De manière générale, cette question s’adresse aux individus pour répondre aux besoins de leurs propres communautés.

Cependant, nous aimerions souligner certaines préoccupations majeures. À l’avant-plan est la façon dont le langage et les définitions utilisées par le gouvernement et les médias, entre autres, peuvent conduire à la stigmatisation des communautés – et en absoudre d’autres.

Premièrement, nous appuyons le Conseil national des musulmans canadiens dans son appel aux médias et au gouvernement pour qu’ils utilisent «Daesh» plutôt que «l’État islamique» pour décrire le groupe terroriste. Cela supprime toute légitimité ou crédibilité qu’il a pu recevoir en se référant à l’islam ou à l’état. Il précise aussi qu’ils ne sont pas représentatifs de l’Islam ou de la communauté islamique, au Canada ou à l’étranger.

Deuxièmement, une réflexion sur la définition et l’application du mot «terrorisme» est nécessaire. Les responsables gouvernementaux, les politiciens et les médias ont décrit les actes de violence perpétrés sur la Colline du Parlement et à St-Jean sur le Richelieu en 2014 comme des actes «terroristes». Ces incidents ont été menés par deux hommes musulmans récemment convertis qui ont regardé des vidéos de propagande de Daesh mais qui n’avaient aucun lien avec le groupe, agissaient seuls et avaient peut-être des problèmes de santé mentale. Mais le terme de terrorisme n’a pas été utilisé pour décrire les actions d’un homme chrétien qui a tué trois officiers de la GRC à Moncton en 2014, en dépit de son intention de renverser le gouvernement, ni de deux suprématistes blancs qui, en 2015, prévoyaient tirer sur les gens au hasard dans un centre commercial de Halifax. Dans ce dernier cas, le ministre de la Justice à l’époque, Peter Mackay, a déclaré que le mot «terrorisme» ne s’appliquait pas parce qu’il n’y avait pas d’élément «culturel» dans leur cas (ignorant le fait que la «culture» n’est pas incluse dans les critères d’un acte terroriste).

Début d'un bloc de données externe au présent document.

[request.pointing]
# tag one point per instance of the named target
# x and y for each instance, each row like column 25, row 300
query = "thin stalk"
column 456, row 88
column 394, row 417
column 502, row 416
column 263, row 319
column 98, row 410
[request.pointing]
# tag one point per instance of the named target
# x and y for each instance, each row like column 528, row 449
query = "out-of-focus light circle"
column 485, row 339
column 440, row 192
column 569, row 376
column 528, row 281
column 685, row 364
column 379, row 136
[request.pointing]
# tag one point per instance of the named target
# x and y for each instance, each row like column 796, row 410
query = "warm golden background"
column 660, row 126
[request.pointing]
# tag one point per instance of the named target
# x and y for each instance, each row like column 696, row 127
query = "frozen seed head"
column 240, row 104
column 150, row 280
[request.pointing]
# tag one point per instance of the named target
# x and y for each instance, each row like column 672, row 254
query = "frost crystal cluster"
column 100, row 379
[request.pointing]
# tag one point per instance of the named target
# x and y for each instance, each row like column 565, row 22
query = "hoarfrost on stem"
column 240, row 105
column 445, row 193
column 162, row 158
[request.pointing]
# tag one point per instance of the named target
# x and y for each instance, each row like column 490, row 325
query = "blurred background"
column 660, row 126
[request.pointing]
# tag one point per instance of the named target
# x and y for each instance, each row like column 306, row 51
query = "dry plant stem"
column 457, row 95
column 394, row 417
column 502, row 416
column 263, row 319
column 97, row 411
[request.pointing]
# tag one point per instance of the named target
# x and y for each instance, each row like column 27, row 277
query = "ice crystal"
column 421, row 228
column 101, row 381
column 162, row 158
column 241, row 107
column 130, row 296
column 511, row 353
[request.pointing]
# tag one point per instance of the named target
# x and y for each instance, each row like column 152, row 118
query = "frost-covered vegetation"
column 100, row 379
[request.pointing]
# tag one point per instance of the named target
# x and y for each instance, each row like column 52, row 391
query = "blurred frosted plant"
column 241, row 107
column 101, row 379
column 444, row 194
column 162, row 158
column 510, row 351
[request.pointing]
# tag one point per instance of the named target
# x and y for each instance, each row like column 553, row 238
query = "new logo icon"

Il existe de nombreuses actions violentes qui causent de la peur et de la terreur dans nos communautés qui ne seraient pas légalement qualifiées de «terrorisme», ce qui ne fait que renforcer la confusion et la division sur ce qui devrait être une priorité sociétale et gouvernementale. Par exemple, la violence contre les femmes est répandue et on doit s’y pencher. Et bien que quatre-vingts pour cent de ces incidents violents se produisent dans des résidences privées, au cours de la journée, aux mains d’hommes que ces femmes connaissent, nous disons collectivement aux femmes qu’elles doivent avoir peur des hommes étrangers ou de ne pas sortir seules la nuit. La violence réelle et la perception exagérée du risque de violence mettent beaucoup de femmes dans un état de peur lorsqu’elles sont à l’extérieur la nuit ou dans leurs interactions générales avec les hommes. De réels changements seraient possibles en s’attaquant aux causes profondes et en démystifiant la violence qui affecte de grandes parties de notre société, plutôt que de nous concentrer sur l’application de nouvelles étiquettes subjectives.